Introduction: Multiple myeloma belongs to a group of diseases known as the plasma cell dyscrasias, inwhich an uncontrolled proliferation of plasma cells, which elaborates a specific immunoglobulin molecule. These single clones of cells proliferate diffusely in the bone marrow, with associated bone destruction, but can give rise to a localized mass in bone, soft tissues, or both. Multiple myeloma accounts for 1% of all malignancies, with an incidence of four cases per 100,000, and accounts for 10% of hematologic malignancies. There are two important variants of multiple myeloma: solitary bone plasmacytoma and extramedullary plasmacytoma.

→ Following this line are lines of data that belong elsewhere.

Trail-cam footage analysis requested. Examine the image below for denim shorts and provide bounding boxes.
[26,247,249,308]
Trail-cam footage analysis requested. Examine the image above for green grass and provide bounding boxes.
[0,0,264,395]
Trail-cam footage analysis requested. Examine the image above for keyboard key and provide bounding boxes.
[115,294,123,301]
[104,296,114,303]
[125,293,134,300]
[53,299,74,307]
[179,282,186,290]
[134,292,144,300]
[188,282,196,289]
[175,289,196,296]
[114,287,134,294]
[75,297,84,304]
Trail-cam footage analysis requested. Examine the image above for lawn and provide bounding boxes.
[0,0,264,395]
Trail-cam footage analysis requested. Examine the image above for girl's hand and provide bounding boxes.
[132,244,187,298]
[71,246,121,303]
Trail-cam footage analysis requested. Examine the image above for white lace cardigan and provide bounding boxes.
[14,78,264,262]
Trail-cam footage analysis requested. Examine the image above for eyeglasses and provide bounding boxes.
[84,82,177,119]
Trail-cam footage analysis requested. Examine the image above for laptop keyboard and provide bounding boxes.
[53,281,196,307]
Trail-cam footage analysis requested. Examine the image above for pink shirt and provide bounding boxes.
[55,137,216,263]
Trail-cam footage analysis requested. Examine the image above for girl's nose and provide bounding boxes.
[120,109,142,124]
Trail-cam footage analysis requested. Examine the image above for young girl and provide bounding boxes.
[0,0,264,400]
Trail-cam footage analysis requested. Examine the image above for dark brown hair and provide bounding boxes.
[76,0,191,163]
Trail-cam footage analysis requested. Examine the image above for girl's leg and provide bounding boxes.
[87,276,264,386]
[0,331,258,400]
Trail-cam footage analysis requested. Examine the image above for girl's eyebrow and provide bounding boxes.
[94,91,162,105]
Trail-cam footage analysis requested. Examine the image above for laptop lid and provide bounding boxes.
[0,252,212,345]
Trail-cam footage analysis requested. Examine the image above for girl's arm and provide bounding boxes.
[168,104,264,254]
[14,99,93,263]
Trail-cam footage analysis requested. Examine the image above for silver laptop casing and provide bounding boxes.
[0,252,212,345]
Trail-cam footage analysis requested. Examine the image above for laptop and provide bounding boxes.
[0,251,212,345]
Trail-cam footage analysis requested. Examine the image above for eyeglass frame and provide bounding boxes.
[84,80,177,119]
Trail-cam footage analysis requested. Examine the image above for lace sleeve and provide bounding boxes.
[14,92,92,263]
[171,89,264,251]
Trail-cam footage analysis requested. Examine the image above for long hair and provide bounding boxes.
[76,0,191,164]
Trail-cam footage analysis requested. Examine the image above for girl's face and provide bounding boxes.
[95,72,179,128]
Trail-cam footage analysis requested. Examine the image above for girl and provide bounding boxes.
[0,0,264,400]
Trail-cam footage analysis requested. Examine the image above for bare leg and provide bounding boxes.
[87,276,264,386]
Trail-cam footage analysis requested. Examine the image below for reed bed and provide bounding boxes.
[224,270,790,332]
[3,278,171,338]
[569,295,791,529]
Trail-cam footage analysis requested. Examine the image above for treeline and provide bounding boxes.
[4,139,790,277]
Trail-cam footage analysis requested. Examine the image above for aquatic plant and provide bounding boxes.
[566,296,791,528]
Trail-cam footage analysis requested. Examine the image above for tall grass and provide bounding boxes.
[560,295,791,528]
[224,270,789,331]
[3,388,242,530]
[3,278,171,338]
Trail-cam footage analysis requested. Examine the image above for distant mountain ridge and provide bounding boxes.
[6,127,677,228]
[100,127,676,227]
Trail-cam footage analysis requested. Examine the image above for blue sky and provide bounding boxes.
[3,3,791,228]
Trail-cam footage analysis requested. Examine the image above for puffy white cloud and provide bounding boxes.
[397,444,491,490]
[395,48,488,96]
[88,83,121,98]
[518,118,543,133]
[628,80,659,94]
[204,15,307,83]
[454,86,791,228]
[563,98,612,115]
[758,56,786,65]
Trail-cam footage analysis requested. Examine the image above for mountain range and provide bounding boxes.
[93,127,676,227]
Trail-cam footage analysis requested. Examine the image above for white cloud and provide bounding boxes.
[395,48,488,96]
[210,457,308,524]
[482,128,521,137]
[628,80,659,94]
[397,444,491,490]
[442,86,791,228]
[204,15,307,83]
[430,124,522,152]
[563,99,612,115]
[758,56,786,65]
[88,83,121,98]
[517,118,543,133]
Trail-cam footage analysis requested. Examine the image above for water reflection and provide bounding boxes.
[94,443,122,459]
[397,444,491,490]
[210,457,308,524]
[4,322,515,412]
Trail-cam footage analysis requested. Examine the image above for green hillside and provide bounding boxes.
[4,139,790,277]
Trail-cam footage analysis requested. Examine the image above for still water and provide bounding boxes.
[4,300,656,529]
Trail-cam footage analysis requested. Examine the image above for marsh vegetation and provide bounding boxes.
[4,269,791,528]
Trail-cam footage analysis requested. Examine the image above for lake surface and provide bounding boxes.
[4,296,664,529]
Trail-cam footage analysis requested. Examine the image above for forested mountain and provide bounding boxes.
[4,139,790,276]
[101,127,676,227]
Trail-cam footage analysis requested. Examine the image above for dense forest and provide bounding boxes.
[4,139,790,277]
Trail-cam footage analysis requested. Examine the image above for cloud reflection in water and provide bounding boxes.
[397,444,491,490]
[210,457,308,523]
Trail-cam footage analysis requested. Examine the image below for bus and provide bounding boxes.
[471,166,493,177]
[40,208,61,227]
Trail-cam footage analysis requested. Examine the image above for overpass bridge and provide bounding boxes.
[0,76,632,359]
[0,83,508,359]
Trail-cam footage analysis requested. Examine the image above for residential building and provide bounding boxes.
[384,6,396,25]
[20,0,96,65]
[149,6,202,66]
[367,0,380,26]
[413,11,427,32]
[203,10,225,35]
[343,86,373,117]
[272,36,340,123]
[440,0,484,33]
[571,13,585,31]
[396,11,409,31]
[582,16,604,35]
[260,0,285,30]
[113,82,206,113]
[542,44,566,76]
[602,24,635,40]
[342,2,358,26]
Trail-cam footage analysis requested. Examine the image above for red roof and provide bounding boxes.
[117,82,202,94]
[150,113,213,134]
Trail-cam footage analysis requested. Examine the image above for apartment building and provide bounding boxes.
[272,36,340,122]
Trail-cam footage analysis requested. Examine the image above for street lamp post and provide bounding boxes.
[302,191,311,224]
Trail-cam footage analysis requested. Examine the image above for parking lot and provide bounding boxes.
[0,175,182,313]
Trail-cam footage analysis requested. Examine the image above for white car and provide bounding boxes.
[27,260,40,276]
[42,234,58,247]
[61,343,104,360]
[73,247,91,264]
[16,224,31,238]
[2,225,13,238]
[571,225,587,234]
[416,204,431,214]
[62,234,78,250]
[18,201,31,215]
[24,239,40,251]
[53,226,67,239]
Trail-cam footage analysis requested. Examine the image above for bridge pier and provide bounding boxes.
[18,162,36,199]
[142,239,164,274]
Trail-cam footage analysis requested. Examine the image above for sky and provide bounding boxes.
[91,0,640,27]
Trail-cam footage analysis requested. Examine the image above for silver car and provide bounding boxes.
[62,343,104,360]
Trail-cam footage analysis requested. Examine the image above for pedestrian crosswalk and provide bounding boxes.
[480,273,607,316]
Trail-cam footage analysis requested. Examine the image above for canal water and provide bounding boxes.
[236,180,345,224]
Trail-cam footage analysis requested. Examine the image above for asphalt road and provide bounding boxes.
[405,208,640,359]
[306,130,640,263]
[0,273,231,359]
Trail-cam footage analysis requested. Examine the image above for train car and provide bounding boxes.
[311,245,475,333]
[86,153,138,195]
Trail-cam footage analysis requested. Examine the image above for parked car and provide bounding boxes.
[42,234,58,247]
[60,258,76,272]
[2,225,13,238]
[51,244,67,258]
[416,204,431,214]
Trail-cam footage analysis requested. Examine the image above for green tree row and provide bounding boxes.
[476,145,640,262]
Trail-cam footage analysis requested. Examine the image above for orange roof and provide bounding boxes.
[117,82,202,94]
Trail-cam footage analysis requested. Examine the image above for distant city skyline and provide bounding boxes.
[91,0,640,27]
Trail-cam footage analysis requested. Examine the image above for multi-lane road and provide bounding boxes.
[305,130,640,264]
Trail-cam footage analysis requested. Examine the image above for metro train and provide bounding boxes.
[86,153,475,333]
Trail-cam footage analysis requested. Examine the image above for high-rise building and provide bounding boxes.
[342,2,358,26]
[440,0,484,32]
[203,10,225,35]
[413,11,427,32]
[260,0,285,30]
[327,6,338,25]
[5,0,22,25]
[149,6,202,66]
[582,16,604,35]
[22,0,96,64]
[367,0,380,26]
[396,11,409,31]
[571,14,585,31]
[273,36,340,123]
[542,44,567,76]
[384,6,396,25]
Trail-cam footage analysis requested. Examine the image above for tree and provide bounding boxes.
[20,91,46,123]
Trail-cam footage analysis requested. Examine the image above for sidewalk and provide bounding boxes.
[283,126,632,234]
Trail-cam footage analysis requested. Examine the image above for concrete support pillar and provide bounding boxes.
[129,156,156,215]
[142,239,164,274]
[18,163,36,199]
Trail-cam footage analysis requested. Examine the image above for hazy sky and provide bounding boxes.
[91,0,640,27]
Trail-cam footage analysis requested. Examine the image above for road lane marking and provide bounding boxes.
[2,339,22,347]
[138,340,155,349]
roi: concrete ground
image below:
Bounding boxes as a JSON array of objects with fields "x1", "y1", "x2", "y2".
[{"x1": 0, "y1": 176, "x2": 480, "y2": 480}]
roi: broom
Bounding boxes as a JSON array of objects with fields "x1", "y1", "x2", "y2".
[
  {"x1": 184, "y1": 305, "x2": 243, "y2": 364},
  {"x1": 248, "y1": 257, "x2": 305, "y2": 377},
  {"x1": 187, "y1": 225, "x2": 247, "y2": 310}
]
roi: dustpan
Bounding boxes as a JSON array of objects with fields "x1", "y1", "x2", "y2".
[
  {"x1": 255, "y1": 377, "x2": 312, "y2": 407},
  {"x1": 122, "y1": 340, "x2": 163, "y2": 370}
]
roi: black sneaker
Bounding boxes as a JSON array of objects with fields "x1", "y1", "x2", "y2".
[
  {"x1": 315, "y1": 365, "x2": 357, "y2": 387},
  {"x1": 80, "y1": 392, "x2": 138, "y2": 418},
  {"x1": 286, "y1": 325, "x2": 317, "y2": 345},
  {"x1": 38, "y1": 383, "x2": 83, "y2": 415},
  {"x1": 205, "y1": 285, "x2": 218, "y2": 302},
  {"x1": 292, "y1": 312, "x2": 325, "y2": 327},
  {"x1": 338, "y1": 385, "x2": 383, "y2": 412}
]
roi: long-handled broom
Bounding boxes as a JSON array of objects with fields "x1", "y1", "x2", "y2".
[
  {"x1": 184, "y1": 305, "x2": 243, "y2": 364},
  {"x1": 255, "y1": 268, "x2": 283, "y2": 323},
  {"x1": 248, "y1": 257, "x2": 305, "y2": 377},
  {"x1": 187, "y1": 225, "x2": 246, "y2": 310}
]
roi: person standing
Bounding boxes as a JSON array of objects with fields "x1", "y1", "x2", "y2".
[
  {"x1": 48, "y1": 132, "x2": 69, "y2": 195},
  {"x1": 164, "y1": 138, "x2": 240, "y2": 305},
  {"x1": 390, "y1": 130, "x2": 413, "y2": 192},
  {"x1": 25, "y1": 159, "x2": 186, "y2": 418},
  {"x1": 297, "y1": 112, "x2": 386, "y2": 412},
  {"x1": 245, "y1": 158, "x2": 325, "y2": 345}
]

Solitary bone plasmacytoma (SBP) is a localized intraosseous lytic lesion without marrow plasmacytosis. Extramedullary plasmacytoma is a plasma-cell tumor manifesting outside the bone marrow without evidence of systemic disease. Extramedullary plasmacytoma and solitary bone plasmacytoma have a better prognosis, and the patients are at least 10 years younger than those with multiple myeloma. Most authors think that SBP, extramedullary plasmacytoma, and multiple myeloma are different manifestations of the same disease. Progression of SBP and extramedullary plasmacytoma to multiple myeloma is the most important feature affecting the prognosis. The disseminated form, multiple myeloma, is by far the most frequent and has the worst prognosis of the three types.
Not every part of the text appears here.